Self-hosted AI agent with Signal-grade encryption

Version Python License


Quick Start

Install from PyPI

pip install familiar-agent[llm]
export ANTHROPIC_API_KEY="sk-ant-..."   # or OPENAI_API_KEY
python -m familiar

Run from source

git clone https://github.com/omegcrash/familiar.git
cd familiar
pip install -e ".[llm]"
python -m familiar

If you have Ollama installed, it uses local AI (free, private). If you set an API key, it uses Claude or GPT instead.
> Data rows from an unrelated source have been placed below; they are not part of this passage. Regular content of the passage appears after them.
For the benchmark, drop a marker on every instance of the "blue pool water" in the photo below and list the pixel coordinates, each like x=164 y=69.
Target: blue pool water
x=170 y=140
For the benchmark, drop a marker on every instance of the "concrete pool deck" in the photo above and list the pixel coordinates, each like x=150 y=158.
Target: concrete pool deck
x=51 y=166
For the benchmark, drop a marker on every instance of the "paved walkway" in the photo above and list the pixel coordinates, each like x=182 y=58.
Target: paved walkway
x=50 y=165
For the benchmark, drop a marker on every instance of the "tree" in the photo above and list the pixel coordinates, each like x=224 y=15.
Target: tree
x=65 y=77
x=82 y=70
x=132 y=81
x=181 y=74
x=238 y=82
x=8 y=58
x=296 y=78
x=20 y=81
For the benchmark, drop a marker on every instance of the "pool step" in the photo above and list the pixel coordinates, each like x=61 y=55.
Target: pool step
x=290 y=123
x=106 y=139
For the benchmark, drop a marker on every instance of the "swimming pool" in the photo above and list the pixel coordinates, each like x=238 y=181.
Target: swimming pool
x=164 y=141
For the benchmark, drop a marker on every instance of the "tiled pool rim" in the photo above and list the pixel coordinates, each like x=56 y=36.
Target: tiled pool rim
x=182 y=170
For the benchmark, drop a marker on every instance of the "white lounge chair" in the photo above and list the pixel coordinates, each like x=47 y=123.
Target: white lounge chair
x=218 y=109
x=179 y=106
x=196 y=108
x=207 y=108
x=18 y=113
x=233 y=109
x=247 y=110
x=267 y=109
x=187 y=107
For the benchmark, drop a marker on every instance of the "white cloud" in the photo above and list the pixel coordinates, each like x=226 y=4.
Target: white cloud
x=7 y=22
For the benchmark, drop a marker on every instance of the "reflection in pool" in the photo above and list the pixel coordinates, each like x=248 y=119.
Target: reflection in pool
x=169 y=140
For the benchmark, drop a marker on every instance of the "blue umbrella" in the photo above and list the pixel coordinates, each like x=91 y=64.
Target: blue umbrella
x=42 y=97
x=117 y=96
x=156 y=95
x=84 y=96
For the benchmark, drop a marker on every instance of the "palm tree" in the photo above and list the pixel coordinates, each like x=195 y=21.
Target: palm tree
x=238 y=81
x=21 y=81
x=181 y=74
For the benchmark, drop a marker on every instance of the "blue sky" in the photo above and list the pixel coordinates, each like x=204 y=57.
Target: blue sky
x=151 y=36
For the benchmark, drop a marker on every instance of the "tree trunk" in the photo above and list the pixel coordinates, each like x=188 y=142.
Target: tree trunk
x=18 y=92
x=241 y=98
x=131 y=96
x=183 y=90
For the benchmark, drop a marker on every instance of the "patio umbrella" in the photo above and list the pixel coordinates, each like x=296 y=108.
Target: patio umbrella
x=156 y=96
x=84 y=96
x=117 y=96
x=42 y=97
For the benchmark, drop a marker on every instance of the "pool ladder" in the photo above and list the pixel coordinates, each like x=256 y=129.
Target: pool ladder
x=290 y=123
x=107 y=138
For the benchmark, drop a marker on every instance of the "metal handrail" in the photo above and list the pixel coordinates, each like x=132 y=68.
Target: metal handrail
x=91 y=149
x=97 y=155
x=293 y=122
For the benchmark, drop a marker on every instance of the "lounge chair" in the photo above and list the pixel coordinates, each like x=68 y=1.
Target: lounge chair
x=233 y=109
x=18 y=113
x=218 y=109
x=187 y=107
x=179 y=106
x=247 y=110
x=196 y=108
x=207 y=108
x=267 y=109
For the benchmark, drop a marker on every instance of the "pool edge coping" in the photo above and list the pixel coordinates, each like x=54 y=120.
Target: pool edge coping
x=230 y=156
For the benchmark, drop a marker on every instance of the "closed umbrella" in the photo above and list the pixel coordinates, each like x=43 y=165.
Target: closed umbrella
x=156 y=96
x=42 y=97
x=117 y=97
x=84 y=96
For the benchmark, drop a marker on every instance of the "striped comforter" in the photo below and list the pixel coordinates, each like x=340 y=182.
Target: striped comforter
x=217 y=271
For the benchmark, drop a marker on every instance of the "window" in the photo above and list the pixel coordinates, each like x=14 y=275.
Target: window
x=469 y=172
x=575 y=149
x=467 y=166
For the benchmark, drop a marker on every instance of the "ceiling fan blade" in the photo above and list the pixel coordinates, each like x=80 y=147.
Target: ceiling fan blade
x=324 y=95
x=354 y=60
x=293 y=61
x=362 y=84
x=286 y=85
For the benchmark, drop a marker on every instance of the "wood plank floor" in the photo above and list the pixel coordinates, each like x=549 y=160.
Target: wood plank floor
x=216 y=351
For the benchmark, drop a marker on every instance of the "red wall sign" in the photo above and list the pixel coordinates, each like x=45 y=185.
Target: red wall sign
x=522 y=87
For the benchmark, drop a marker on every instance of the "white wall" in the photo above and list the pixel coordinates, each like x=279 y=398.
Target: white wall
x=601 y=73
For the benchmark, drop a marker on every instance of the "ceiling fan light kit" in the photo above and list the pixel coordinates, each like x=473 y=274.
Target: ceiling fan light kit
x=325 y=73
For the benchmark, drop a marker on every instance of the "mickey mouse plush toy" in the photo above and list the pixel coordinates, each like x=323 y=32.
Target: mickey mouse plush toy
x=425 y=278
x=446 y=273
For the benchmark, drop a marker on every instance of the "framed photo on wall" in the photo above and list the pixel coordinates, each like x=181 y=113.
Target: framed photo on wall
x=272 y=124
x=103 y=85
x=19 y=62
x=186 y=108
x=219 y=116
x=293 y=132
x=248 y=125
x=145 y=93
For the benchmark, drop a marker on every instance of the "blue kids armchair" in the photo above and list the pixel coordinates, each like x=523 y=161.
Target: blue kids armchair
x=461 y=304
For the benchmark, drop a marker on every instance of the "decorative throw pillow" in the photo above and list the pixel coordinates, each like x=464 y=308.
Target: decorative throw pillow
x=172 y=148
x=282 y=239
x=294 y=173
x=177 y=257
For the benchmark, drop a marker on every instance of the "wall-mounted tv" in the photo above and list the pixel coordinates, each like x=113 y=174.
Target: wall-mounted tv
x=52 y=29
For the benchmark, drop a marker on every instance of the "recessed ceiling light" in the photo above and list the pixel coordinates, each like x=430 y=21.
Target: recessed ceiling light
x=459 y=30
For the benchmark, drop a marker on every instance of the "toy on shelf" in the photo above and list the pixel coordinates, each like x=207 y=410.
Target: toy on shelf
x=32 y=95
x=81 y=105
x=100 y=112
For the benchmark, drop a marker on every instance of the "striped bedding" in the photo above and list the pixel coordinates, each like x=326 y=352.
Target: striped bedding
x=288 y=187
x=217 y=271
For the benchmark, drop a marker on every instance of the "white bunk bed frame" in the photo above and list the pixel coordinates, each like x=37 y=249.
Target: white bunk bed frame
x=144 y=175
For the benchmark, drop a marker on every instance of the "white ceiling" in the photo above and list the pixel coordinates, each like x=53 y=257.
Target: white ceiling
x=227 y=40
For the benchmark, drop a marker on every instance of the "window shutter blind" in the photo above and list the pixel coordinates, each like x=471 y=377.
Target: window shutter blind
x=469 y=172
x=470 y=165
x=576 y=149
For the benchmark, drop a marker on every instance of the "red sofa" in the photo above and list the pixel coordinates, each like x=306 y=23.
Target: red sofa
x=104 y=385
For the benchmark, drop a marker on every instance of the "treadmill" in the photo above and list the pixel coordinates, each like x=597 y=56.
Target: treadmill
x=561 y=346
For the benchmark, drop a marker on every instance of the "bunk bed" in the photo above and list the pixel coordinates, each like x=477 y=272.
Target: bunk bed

That's it. No Docker, no databases, no config files needed.

Setup Wizard

For a guided setup experience, use the onboarding wizard:

python -m familiar --onboard          # CLI wizard (step-by-step)
python -m familiar --onboard-tui      # Rich terminal UI (keyboard-navigable)
python -m familiar --reconfigure      # Re-run setup to change settings

The wizard auto-detects your LLM providers (Anthropic, OpenAI, Gemini, Ollama), lets you configure channels (Telegram, Discord, Matrix, WhatsApp, Signal, iMessage, Teams, CLI), sets up encryption, and sends a test message — all in under 5 minutes. A web-based version is also available at /onboard on the dashboard.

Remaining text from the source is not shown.